Ensuring the highest possible protection for your personal data is one of our top priorities. All personal data which are collected and processed by us as part of an application are protected against unauthorised access and tampering via technical and organisational measures. Your data will be collected for filling positions in the entire company group. By entering your data, you declare your consent to the use of your data in all companies with group affiliation to the company. Furthermore, you also consent to the evaluation of your data by a service provider which assists us with the evaluation of applications with the help of psychological analysis. As part of this analysis, your application may be automatically rejected due to certain criteria. If this happens, we will inform you of this and provide you with the opportunity to make a statement. By entering your data, you also consent to allowing us to store the applications for the duration of 2 years in order to consider you for positions that become available in future as well. More information is available in the privacy statement for applicants.

Data in user-generated content

If you write comments or articles or upload files to our servers or publish images or use other services, your IP address and — if you are signed in — your user data will be stored for our security. Due to the large amount of unlawful content which is placed on the internet daily, we reserve the right to utilise this information for defence in legal disputes or criminal prosecution; i.e. also to hand it over to the opposing party in a claim, law enforcement authorities, as well as courts.

Comment subscriptions

On some of our websites, you can subscribe to follow-up comments. If you are not signed in, you will receive a confirmation e-mail in what is called a double opt-in procedure in order to verify that you are the rightful owner of the e-mail address specified. You can unsubscribe from these notifications at any time. Every one of the e-mails contains instructions for this. Registered users do not have to undergo the double opt-in procedure, as this takes place during registration.

Credit checks

Furthermore, in the case of orders or commissions, we reserve the right to disclose personal data to third parties for credit checks, provided that this is necessary for safeguarding our legitimate interests. In this case, only the data required to calculate the credit rating via a mathematical and statistical procedure by the credit agency will be transmitted. We require credit checks in order to make decisions regarding the establishment and performance of a contractual relationship while safeguarding our legitimate interests.

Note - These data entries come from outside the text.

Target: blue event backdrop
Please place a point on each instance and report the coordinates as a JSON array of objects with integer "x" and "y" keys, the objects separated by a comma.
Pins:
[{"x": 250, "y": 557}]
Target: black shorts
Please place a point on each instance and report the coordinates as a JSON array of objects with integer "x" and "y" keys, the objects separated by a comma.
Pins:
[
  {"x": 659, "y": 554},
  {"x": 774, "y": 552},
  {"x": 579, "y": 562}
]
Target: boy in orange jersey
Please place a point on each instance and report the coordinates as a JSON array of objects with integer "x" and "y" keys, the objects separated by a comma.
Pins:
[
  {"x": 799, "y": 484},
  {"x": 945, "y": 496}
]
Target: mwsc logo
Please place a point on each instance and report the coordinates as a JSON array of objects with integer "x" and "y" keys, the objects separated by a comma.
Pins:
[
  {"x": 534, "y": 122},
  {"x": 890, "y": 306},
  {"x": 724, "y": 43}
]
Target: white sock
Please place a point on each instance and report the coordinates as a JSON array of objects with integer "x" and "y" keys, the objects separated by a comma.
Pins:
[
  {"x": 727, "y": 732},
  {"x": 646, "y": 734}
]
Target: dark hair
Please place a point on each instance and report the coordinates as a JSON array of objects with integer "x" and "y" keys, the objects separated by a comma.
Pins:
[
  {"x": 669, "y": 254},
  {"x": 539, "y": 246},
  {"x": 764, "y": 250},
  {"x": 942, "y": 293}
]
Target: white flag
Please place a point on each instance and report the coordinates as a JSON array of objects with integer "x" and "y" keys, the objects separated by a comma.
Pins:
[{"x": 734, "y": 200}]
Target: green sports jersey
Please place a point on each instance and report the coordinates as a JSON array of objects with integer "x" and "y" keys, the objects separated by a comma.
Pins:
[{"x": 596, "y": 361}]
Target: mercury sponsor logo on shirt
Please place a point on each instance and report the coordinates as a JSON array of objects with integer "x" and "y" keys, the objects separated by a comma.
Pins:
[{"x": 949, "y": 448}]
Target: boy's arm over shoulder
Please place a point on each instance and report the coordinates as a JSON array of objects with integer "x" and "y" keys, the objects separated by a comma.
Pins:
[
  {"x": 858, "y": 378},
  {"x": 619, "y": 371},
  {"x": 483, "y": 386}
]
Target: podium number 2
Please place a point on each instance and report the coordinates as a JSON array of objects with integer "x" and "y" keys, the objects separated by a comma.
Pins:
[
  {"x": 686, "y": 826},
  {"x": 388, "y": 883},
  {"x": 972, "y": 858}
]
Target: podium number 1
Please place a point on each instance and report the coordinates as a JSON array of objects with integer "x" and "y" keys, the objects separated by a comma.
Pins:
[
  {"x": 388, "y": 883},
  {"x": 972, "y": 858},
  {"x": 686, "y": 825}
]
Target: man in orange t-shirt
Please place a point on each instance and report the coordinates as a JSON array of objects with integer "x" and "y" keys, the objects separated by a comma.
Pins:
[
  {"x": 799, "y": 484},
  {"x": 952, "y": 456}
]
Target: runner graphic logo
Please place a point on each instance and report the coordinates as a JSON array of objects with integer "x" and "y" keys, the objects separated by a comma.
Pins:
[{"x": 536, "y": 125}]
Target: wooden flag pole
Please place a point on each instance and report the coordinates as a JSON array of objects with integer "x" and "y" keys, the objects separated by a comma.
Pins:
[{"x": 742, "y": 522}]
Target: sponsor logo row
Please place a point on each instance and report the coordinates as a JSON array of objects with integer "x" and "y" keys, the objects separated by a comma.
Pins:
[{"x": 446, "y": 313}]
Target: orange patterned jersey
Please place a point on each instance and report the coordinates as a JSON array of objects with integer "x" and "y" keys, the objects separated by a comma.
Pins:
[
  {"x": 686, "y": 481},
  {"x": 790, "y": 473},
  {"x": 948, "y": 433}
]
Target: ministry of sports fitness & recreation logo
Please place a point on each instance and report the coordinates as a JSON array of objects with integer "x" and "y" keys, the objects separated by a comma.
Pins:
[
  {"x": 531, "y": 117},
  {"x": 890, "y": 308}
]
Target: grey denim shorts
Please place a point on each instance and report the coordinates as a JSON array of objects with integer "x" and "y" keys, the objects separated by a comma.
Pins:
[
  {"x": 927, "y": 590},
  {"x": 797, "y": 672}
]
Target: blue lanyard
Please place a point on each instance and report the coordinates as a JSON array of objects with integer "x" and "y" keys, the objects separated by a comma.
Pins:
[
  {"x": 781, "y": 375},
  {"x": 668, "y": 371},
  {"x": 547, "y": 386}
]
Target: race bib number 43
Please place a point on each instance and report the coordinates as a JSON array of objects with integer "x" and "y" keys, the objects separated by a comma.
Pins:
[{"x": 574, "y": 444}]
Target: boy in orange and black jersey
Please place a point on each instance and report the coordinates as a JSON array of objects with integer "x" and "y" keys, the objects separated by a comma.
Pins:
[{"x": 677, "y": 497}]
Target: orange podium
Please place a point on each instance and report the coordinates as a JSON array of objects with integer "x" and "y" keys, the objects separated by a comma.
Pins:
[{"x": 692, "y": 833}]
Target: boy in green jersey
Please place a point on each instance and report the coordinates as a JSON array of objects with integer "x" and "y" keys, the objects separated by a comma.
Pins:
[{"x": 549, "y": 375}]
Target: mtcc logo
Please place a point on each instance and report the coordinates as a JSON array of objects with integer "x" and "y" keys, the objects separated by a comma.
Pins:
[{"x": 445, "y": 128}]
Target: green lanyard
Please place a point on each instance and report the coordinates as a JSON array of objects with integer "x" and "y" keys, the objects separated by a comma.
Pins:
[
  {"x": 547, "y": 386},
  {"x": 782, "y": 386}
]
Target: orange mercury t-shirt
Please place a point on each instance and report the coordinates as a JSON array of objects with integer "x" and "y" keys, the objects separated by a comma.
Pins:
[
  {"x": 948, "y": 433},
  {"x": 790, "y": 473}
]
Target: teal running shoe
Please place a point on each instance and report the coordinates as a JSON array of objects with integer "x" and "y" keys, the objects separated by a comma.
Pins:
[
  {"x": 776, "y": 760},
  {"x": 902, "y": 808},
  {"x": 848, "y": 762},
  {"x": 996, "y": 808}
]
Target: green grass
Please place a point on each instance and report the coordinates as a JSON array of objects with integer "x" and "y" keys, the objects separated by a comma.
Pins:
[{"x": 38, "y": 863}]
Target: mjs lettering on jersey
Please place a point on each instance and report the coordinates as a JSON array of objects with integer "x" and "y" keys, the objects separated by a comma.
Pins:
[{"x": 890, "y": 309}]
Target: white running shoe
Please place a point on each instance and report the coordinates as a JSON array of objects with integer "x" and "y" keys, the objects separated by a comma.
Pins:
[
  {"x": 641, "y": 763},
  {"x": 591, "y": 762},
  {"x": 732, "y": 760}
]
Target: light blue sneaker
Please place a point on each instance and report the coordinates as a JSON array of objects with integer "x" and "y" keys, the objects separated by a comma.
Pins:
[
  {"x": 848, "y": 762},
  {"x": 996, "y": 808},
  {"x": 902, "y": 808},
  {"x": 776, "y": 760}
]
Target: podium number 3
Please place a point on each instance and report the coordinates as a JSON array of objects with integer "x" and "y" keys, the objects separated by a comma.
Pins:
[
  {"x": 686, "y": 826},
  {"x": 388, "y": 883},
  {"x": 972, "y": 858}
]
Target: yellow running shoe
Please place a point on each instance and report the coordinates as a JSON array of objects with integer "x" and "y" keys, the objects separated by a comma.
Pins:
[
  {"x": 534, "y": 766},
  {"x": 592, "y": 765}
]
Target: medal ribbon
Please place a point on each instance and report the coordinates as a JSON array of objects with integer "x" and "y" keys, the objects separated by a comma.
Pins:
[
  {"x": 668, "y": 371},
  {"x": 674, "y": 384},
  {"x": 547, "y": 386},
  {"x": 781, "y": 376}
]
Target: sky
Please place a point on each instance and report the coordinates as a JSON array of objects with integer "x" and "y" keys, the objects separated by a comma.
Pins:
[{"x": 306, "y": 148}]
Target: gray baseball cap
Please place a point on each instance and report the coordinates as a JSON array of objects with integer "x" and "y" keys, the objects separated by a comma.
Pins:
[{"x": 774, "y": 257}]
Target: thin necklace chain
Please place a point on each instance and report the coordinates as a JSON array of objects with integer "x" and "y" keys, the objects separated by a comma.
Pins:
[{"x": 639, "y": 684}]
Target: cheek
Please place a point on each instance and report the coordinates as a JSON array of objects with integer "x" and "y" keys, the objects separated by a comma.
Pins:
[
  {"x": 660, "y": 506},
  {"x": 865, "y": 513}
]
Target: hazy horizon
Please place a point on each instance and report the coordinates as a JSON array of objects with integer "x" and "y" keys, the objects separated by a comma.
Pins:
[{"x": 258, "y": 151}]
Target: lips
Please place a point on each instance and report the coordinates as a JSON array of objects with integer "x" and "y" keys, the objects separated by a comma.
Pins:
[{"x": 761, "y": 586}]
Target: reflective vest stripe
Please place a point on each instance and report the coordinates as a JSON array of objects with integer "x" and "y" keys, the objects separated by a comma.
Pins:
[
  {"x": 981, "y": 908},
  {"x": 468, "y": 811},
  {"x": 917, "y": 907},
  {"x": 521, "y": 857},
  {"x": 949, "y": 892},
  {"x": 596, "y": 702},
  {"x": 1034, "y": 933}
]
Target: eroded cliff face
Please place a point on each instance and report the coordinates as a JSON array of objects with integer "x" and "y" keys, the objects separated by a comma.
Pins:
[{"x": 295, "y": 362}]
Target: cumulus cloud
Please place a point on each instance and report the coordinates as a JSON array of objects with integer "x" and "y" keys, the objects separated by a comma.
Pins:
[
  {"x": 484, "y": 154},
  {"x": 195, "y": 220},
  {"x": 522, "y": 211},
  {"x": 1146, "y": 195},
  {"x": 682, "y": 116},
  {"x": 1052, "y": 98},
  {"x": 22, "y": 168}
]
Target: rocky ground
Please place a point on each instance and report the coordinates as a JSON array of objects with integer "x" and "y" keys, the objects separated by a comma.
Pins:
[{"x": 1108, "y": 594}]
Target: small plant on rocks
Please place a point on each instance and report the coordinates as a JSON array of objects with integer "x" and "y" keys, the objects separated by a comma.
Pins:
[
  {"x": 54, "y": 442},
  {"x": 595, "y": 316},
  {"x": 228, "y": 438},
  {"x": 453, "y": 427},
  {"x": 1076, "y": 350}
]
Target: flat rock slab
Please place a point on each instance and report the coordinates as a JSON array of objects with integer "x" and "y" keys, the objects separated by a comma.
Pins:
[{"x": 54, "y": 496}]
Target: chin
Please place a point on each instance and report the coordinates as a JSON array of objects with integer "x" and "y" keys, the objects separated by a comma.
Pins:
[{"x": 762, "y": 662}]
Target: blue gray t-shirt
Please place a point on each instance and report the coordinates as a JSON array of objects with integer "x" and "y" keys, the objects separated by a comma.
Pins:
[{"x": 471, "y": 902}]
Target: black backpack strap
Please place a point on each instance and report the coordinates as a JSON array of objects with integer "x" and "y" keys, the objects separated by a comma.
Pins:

Transmission of data via the internet

The transmission of data via the internet generally involves certain risks. Deliberate encryption of the data does not take place; in particular, messages from the contact form of our website and messages in the service chat are transmitted unencrypted.
Please bear this in mind when transmitting data. If you would like to communicate with us via encrypted e-mail, this can be done via S/MIME encryption. Please specifically request this encryption from us, as we generally send messages unencrypted due to the currently low market penetration of e-mail encryption procedures.

Disclosure of data

When you provide us with personal data, it is only disclosed to third parties to the extent necessary for the performance of the contractual relationship or other legal grounds legitimise this disclosure.

However, we provide certain services with the assistance of service providers. We have carefully selected these service providers and taken corresponding measures to protect your personal data.

Storage durations

The personal data of the data subjects are deleted or rendered unavailable as soon as the purpose of storage no longer applies. Furthermore, storage may also take place when this is provided for via European or national legislation in Union regulations, laws, or other provisions which the controller is subject to. The data is also rendered unavailable or deleted when a prescribed storage duration mandated by the specified standards expires, unless there exists a necessity for the continued storage of the data for the conclusion of a contract or the fulfilment of a contract.